If you decide to use vinegar then know that you’re going to need to do some very thorough rinsing after you’re done. The small can stay there for a long time, and no one wants to smell hot vinegar.

1. Run the solution through the machine once

If using vinegar make a solution of 1:2 vinegar and water, and fill the tank. Let it run completely, then run an entire tank of clean water to rinse the machine.

If you still smell vinegar, run another full tank.

Vinegar should not be balsamic vinegar ! Use only white or distilled vinegar.

If it has the floaty bits at the bottom of the bottle, it’s still safe to use, just make sure those bits don’t get into the espresso machine.

If using citric acid, you can dissolve about 3 tablespoons of citric acid to a full tank of water, and make sure the water is warm to completely dissolve it.

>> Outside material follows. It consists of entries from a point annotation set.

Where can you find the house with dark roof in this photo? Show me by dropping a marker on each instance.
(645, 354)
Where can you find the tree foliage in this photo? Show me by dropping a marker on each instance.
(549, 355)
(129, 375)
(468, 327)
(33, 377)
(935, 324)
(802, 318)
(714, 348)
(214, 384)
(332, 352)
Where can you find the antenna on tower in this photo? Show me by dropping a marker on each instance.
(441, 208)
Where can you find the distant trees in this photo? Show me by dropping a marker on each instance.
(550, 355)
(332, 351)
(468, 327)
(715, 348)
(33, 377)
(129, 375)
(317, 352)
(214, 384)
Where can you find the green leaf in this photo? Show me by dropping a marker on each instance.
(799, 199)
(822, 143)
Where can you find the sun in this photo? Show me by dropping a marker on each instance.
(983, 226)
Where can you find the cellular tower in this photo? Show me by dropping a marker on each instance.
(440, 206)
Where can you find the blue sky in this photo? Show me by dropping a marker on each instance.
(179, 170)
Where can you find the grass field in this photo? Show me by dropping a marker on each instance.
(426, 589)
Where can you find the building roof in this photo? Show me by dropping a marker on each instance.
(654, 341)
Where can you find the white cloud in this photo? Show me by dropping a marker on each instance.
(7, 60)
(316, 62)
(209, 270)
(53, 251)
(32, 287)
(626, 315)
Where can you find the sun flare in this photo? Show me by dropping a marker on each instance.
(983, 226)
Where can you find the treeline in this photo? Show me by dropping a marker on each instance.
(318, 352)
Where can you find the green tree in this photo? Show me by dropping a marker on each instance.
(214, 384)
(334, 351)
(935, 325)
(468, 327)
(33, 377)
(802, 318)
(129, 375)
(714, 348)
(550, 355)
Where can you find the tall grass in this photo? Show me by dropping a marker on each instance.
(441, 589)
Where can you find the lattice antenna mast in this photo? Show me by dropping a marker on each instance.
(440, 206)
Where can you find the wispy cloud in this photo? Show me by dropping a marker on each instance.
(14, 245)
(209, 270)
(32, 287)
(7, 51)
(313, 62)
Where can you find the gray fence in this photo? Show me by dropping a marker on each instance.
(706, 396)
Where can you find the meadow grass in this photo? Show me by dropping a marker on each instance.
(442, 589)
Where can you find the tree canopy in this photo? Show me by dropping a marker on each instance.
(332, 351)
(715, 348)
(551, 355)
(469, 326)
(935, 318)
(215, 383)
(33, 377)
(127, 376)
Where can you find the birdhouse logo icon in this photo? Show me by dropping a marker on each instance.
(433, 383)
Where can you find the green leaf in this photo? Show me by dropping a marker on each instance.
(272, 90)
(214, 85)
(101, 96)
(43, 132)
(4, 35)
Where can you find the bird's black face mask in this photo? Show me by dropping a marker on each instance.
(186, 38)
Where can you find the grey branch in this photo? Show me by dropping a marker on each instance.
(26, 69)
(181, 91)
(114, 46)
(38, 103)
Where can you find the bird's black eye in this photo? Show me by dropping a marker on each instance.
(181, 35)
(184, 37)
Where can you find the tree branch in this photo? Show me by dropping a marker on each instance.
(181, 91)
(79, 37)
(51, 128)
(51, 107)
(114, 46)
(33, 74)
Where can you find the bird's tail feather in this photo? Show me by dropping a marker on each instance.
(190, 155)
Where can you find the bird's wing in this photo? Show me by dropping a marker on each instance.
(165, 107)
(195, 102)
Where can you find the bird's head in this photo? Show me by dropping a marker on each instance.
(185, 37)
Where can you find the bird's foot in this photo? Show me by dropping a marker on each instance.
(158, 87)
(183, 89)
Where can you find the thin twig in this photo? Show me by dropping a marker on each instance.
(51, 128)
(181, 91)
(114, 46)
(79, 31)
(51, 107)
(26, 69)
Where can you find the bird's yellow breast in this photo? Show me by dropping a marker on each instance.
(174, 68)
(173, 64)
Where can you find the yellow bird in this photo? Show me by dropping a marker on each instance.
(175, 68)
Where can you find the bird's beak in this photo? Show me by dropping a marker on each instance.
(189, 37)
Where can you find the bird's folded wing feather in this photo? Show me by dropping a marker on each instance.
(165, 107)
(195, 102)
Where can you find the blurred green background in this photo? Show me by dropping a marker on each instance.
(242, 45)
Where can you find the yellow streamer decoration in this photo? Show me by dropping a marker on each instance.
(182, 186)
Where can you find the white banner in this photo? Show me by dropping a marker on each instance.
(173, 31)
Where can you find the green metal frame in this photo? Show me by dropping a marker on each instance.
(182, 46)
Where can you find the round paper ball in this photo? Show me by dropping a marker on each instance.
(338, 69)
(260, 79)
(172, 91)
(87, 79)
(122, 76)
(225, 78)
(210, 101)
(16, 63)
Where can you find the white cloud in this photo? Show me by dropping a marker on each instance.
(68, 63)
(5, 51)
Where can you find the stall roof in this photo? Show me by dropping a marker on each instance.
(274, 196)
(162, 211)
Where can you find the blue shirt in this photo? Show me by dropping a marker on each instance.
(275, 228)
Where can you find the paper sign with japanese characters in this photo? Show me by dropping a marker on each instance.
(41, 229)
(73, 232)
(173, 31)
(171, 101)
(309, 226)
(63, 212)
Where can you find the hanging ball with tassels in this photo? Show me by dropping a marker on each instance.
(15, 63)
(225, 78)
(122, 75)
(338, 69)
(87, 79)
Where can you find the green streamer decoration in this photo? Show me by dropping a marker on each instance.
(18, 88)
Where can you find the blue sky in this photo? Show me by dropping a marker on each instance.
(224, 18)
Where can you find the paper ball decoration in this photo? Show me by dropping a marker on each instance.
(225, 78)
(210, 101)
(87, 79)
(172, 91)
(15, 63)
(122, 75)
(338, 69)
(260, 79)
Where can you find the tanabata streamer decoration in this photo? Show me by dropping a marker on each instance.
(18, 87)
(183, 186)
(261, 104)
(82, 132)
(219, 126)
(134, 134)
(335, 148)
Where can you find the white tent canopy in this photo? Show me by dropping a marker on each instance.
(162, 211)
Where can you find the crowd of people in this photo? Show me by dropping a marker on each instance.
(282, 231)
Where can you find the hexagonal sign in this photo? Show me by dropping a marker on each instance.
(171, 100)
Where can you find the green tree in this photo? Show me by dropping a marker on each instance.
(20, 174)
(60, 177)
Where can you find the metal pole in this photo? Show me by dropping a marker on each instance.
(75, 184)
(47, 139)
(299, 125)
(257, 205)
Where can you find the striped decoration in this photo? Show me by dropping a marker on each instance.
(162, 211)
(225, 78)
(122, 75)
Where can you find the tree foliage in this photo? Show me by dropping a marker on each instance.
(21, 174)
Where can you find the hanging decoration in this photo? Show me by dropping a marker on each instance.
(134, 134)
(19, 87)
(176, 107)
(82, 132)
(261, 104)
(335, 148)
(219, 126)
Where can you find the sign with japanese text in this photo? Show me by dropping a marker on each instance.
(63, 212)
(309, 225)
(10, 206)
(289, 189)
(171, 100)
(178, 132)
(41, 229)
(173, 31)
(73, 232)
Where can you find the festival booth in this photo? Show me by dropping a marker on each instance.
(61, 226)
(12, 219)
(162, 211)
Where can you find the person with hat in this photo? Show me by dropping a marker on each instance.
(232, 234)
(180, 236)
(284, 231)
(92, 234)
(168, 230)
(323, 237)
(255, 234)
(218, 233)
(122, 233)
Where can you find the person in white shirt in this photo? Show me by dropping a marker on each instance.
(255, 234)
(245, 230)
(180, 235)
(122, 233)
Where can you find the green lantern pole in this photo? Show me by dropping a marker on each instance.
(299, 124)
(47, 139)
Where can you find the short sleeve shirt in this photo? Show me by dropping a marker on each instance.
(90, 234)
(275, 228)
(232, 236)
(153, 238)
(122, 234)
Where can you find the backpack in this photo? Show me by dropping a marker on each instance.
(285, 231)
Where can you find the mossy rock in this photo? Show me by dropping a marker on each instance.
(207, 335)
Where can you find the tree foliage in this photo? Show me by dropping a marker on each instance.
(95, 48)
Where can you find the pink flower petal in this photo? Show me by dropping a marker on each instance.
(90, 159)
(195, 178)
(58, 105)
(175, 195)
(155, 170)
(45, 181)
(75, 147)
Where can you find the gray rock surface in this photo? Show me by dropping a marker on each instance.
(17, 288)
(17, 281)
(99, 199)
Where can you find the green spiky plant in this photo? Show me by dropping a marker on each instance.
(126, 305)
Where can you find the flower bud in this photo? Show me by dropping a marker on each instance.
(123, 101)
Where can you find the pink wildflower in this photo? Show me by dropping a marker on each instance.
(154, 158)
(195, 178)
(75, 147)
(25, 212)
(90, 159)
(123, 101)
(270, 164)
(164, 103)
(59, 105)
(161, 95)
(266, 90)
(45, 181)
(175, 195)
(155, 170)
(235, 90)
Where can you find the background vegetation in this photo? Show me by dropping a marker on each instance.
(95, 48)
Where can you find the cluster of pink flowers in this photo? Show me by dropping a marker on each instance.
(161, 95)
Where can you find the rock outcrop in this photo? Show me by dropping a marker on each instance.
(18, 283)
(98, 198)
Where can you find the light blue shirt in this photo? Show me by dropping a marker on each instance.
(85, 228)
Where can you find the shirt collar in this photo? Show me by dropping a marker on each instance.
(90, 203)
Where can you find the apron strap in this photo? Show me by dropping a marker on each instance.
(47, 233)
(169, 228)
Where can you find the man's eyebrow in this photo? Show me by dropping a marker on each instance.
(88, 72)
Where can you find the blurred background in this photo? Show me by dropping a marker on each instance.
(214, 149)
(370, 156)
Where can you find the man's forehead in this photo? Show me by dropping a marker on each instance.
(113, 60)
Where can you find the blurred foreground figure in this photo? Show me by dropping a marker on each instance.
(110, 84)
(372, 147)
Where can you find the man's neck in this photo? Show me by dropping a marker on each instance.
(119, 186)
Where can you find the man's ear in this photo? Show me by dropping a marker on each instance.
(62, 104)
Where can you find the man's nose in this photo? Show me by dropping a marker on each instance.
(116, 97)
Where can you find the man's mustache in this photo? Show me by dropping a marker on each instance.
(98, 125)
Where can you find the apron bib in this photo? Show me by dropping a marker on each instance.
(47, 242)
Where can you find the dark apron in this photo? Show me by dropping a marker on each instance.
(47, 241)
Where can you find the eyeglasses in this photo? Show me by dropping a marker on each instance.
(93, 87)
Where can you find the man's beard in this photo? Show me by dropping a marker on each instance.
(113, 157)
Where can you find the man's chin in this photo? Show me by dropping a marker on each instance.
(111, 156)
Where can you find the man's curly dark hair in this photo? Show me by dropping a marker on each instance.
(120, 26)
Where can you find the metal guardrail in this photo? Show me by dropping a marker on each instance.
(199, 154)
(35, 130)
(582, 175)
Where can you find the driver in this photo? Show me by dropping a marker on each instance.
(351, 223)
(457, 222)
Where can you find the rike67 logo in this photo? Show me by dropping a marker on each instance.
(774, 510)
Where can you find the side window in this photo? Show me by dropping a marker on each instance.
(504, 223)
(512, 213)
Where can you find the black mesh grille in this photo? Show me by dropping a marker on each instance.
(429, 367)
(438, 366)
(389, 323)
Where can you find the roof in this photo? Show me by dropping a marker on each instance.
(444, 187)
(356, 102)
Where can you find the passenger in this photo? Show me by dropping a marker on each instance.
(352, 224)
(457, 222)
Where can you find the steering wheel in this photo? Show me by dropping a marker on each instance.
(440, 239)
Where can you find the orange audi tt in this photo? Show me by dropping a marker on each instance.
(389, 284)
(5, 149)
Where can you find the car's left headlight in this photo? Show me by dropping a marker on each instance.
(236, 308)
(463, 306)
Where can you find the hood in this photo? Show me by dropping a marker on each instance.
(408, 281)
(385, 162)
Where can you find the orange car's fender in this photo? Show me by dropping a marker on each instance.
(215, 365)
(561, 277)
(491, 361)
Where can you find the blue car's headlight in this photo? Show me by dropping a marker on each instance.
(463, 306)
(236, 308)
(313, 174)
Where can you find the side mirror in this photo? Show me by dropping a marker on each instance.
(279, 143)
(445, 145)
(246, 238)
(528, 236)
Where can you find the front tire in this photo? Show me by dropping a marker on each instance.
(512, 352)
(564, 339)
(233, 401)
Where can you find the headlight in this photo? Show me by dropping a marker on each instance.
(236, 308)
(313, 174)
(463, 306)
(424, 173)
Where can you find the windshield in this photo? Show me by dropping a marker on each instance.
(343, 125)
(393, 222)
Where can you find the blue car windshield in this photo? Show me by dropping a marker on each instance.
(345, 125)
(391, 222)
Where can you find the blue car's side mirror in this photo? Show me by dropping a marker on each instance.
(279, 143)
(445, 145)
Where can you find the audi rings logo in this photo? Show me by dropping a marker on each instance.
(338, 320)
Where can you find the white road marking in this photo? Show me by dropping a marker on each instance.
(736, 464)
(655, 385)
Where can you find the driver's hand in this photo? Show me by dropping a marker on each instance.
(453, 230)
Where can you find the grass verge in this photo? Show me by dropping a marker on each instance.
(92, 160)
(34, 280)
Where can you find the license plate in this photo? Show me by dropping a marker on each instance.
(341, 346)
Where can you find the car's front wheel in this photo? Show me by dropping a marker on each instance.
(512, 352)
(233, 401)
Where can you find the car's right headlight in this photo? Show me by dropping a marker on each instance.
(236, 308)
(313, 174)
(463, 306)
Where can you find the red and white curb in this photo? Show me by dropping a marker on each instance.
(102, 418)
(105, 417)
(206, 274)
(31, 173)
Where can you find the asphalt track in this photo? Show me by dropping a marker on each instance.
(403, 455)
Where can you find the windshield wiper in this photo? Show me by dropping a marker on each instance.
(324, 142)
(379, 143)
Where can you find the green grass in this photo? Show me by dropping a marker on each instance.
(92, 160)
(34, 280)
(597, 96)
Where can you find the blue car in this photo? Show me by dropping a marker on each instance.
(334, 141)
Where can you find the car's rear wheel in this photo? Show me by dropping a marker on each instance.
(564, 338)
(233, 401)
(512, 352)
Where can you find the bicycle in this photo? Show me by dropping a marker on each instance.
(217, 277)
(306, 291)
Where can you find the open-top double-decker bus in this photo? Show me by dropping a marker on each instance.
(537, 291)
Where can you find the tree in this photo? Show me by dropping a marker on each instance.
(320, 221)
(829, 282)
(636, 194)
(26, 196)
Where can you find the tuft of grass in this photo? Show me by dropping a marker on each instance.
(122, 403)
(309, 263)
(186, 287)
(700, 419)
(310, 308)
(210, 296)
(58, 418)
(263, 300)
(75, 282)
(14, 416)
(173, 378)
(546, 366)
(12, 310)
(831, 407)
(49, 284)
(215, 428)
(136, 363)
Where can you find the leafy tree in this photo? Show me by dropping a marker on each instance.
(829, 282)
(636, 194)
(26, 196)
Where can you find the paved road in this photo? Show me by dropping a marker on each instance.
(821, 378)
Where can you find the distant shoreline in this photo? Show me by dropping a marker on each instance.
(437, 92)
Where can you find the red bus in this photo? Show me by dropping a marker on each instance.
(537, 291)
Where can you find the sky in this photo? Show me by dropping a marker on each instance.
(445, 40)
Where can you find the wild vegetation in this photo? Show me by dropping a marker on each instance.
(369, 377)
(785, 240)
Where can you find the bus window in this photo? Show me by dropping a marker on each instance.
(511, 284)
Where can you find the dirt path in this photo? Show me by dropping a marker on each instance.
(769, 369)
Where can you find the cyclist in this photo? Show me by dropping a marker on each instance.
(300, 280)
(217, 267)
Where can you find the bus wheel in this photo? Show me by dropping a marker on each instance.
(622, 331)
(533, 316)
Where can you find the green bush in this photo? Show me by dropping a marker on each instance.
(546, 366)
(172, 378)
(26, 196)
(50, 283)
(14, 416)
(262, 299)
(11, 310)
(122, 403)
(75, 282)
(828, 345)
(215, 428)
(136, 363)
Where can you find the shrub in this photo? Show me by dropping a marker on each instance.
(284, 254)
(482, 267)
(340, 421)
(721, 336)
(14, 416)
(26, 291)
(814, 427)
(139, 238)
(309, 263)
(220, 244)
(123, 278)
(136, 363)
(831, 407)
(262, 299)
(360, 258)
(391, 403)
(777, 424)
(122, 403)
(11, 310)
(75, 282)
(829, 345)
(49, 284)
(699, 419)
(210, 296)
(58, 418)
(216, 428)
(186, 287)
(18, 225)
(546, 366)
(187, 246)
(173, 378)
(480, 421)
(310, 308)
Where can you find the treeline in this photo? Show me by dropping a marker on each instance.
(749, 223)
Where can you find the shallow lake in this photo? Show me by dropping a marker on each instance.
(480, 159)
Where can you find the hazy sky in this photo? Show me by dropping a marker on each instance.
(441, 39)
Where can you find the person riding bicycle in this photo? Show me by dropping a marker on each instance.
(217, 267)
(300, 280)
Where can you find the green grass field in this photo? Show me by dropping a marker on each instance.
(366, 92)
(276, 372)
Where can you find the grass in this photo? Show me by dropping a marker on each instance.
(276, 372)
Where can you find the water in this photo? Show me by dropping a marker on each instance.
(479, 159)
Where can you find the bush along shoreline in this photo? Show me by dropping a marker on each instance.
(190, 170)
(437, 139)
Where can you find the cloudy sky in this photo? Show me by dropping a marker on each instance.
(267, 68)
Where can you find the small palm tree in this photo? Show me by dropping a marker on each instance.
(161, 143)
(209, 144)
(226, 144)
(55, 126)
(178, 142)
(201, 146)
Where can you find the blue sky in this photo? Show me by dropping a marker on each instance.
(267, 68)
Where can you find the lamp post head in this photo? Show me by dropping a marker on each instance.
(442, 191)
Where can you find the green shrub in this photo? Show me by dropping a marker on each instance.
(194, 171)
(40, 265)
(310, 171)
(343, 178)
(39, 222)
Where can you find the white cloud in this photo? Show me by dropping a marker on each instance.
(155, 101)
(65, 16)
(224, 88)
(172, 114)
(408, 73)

Run the full tank of water to descale the machine, and then run another full tank of clean water to rinse.

If using a commercial descaling agent, make sure you follow the instructions printed on the package. And then run an entire tank of clean water to rinse.

You can find a good descaling agent on Amazon, and it comes as a 2-pack.

Conclusion

Cleaning and descaling your espresso machine is what’s going to keep it alive and kicking for years to come. When you buckle up and decide to get yourself one of these bad boys, it’s a bit of an investment.

Taking very good care of it will spare you money down the line, and it’s also going to make sure you get a good cup of espresso every time your brew.

A good espresso is a clean espresso. If your espresso has become especially bitter or sour, a good, deep cleaning might just do the trick.